Nach Einholung von zwei Angeboten entschied sich der Gemeinderat für die Vergabe an die Firma Kompan GmbH. Zwar lag ein konkurrierendes Angebot preislich etwas darunter, jedoch überzeugte das gewählte Angebot insbesondere durch ein umfangreicheres und besser abgestimmtes Spielangebot, eine nachhaltige Bauweise mit Recyclingmaterialien sowie eine auf die örtlichen Gegebenheiten angepasste Planung. Die Kosten für die Spielgeräte inklusive Montage liegen bei rund 50.000 Euro brutto.
TOP 7 Baugesuche
Der Gemeinderat erteilte ein Einvernehmen für ein privilegiertes Bauvorhaben im Außenbereich in Hochberg.
TOP 8: Bekanntgaben
Umlaufverfahren – Vergabe von Estricharbeiten
Im Rahmen eines Umlaufverfahrens, das in der vergangenen Woche durchgeführt und bis einschließlich 21.06.2026 abgeschlossen wurde, wurde folgender Beschluss gefasst:
„Die Leistungen für die Estricharbeiten werden an die Firma Estriche Schmid zu einem Angebotspreis in Höhe von 24.587,61 € vergeben.“
Da kein Widerspruch eingegangen ist, gilt der Beschluss als angenommen.

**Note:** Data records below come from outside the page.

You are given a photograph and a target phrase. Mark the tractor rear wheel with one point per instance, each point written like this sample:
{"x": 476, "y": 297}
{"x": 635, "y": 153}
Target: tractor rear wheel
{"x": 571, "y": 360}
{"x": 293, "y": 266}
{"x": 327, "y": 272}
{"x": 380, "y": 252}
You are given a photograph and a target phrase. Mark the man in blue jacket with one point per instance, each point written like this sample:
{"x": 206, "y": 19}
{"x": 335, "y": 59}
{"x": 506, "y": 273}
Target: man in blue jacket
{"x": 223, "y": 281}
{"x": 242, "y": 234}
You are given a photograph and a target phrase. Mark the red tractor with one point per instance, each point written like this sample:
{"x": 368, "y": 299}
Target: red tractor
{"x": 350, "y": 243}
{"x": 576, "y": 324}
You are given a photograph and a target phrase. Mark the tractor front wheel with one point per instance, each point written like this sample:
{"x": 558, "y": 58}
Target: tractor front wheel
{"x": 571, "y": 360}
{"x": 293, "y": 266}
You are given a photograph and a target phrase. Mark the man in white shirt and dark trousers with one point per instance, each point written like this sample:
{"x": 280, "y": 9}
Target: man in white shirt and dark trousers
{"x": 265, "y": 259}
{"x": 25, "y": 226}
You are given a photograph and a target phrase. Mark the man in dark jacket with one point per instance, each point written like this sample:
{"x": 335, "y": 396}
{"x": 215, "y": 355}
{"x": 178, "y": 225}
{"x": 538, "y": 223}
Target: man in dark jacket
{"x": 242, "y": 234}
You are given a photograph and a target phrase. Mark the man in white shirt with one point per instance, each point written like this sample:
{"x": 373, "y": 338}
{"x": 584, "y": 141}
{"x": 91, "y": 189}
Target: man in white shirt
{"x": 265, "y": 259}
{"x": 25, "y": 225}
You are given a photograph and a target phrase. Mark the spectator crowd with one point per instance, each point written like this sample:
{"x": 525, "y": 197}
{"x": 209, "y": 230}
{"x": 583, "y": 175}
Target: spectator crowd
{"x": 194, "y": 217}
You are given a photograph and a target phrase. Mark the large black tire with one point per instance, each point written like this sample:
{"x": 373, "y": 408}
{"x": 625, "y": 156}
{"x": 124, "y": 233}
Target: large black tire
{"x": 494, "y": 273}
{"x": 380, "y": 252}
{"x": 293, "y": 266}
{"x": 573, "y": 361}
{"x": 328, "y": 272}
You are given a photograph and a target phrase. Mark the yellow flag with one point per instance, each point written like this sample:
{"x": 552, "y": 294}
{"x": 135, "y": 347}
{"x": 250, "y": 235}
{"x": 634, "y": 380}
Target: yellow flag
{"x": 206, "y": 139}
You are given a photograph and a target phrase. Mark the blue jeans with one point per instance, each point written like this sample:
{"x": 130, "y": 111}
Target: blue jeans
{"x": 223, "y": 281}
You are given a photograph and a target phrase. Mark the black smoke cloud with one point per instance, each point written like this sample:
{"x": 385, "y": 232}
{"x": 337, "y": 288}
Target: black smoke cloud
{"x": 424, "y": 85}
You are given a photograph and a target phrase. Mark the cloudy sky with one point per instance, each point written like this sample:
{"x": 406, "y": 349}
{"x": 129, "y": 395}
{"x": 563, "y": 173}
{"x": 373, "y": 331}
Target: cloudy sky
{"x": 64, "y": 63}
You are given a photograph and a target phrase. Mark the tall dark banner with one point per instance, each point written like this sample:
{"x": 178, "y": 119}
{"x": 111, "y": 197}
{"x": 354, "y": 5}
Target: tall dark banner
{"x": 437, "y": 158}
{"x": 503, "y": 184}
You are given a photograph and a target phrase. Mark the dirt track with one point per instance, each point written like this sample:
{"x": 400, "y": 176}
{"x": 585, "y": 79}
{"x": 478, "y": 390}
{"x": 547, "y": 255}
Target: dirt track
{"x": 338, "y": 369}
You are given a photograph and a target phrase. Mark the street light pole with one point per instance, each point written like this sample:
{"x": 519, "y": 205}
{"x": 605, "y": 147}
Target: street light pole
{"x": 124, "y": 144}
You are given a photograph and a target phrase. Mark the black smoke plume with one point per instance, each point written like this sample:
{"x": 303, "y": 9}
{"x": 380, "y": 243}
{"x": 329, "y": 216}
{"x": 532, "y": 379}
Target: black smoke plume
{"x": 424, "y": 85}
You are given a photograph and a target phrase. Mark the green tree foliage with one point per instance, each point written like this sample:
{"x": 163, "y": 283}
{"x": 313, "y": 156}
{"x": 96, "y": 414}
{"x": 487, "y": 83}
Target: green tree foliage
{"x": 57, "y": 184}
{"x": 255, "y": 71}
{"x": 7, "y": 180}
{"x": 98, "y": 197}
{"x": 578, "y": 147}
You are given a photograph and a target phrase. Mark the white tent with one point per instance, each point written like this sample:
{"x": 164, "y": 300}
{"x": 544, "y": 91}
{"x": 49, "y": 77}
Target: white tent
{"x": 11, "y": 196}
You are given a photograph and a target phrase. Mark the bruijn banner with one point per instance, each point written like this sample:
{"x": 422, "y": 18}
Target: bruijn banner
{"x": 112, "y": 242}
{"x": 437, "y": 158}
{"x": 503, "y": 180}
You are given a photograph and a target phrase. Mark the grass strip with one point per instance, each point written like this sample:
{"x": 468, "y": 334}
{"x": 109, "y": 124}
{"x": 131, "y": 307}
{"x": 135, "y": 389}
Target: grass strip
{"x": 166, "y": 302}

Sperrvermerk im Haushalt 2026
Für mehrere Positionen im Haushalt 2026 war ein Sperrvermerk vorgesehen. Betroffen waren:
- Regale für Materialien in zwei Klassenzimmern (10.000 €),
- Möbel für Lernzonen (5.000 €),
- eine digitale Tafel (6.000 €).
Im Rahmen einer Klausurtagung am vergangenen Wochenende wurde diese Thematik nochmals ausführlich beraten. Dabei fand ein konstruktiver Austausch statt, in dem bestehende Unsicherheiten aufgearbeitet werden konnten. Seitens des Gemeinderats wurde betont, dass ein Sperrvermerk keine Ablehnung der Maßnahmen darstellt, sondern zunächst weiteren Klärungsbedarf signalisiert.
Im Ergebnis konnte der Sperrvermerk aufgehoben werden. Die entsprechenden Haushaltsmittel sind damit zur Bewirtschaftung freigegeben.